Deciding which Chelsea art gallery to feature in Urban Explorer was initially very difficult. How can I pick one gallery when each is so unique and, for the most part, equally impressive? Kempner’s stood apart from the rest, not because of the art inside the gallery, but for the outside architecture of the gallery itself. This contemporary art gallery is designed with the buildings around it, using old-school materials like steel in modern ways (elevations, rock gardrens and asymmetrical window placement). This gallery was filled with natural light, and a welcoming atmosphere. The pieces it showcased ranged from organic rock sculptures to black and white Nicki-Minaj-inspired portraits.

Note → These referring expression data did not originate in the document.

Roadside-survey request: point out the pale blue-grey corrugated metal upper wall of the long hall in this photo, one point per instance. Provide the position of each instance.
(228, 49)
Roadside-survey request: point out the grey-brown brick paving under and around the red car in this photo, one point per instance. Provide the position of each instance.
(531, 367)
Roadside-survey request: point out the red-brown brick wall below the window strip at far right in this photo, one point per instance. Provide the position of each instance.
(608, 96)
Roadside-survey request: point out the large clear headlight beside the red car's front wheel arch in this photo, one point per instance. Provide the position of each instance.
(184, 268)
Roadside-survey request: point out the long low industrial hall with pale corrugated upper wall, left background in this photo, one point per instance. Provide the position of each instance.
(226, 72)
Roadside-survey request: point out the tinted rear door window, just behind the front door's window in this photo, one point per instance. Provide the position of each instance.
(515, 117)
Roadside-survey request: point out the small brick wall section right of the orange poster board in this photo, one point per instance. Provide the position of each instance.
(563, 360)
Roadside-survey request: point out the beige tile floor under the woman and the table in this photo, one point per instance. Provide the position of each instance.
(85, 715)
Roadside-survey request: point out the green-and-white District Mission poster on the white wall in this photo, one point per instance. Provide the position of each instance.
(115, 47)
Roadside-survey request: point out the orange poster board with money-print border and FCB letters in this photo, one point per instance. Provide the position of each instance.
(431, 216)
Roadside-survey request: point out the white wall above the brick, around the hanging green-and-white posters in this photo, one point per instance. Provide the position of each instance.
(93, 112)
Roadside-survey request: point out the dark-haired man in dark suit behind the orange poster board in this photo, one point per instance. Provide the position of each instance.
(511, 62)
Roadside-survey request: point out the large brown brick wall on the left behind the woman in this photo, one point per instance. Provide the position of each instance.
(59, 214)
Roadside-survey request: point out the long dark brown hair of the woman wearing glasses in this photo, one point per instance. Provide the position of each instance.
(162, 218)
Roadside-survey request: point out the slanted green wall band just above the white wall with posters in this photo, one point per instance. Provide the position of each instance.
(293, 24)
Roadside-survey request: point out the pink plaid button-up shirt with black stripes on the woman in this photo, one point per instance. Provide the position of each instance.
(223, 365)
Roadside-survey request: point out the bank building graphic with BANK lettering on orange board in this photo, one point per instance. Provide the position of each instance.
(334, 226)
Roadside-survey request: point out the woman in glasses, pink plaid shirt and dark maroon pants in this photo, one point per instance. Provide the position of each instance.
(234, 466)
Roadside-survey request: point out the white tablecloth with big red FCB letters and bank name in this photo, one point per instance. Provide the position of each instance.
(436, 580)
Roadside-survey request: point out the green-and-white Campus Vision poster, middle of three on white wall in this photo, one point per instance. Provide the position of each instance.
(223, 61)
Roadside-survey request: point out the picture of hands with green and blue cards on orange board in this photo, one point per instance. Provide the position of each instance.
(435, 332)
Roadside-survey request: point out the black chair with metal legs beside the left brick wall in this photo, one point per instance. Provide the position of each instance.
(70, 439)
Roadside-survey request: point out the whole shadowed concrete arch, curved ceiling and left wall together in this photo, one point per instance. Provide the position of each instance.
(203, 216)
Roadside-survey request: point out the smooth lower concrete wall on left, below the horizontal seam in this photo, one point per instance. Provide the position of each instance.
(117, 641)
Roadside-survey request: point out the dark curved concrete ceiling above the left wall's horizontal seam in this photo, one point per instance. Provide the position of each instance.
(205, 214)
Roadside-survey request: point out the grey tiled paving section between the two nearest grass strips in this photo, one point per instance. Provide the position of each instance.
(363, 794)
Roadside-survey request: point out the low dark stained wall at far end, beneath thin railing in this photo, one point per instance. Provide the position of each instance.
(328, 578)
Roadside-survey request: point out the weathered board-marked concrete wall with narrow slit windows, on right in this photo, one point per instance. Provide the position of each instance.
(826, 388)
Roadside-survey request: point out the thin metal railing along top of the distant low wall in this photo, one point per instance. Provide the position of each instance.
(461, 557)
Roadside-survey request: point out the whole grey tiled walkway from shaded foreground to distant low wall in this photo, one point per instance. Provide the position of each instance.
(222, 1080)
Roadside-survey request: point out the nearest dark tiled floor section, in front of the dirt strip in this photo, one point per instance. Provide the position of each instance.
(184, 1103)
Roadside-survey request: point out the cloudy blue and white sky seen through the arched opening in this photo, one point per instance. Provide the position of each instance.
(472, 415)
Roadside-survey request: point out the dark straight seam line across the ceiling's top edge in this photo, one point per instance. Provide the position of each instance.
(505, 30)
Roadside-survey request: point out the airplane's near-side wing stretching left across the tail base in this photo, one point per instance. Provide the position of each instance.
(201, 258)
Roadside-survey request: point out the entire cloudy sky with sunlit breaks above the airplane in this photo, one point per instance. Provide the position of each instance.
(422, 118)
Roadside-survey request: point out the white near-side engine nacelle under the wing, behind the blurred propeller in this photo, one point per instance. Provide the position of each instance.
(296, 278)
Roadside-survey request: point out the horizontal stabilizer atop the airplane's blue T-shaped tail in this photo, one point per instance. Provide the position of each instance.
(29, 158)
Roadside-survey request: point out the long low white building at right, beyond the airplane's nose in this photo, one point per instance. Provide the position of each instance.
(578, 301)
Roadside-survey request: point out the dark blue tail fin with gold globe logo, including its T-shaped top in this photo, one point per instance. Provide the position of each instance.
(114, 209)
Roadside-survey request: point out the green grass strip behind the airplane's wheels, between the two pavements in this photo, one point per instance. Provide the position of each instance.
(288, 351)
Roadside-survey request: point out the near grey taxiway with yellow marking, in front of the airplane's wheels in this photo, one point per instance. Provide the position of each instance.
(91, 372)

119 7th Ave. New York 10021

One cold January night, a good friend and I found ourselves at the border of civilized living: freezing, phoneless and famished on a street lined with unopened storefronts at 2 am. A golden chariot (taxi) rescued us; once waved down, we jumped in and said, “Take us to the best food place nearby that’s still open.” Six minutes later we found ourselves at Cafeteria, a modern restaurant with décor reminiscent of a super-hip lounge from four years ago. The service was quick and the food was trendy New-York-American. The dish that set it apart was its macaroni and cheese. Yes, it may sound like kindergarten, but simple comfort food is just what we needed that cold day. Also, try their pancakes; cute, miniature and fluffy, but unlike adorable animals, these were delicious.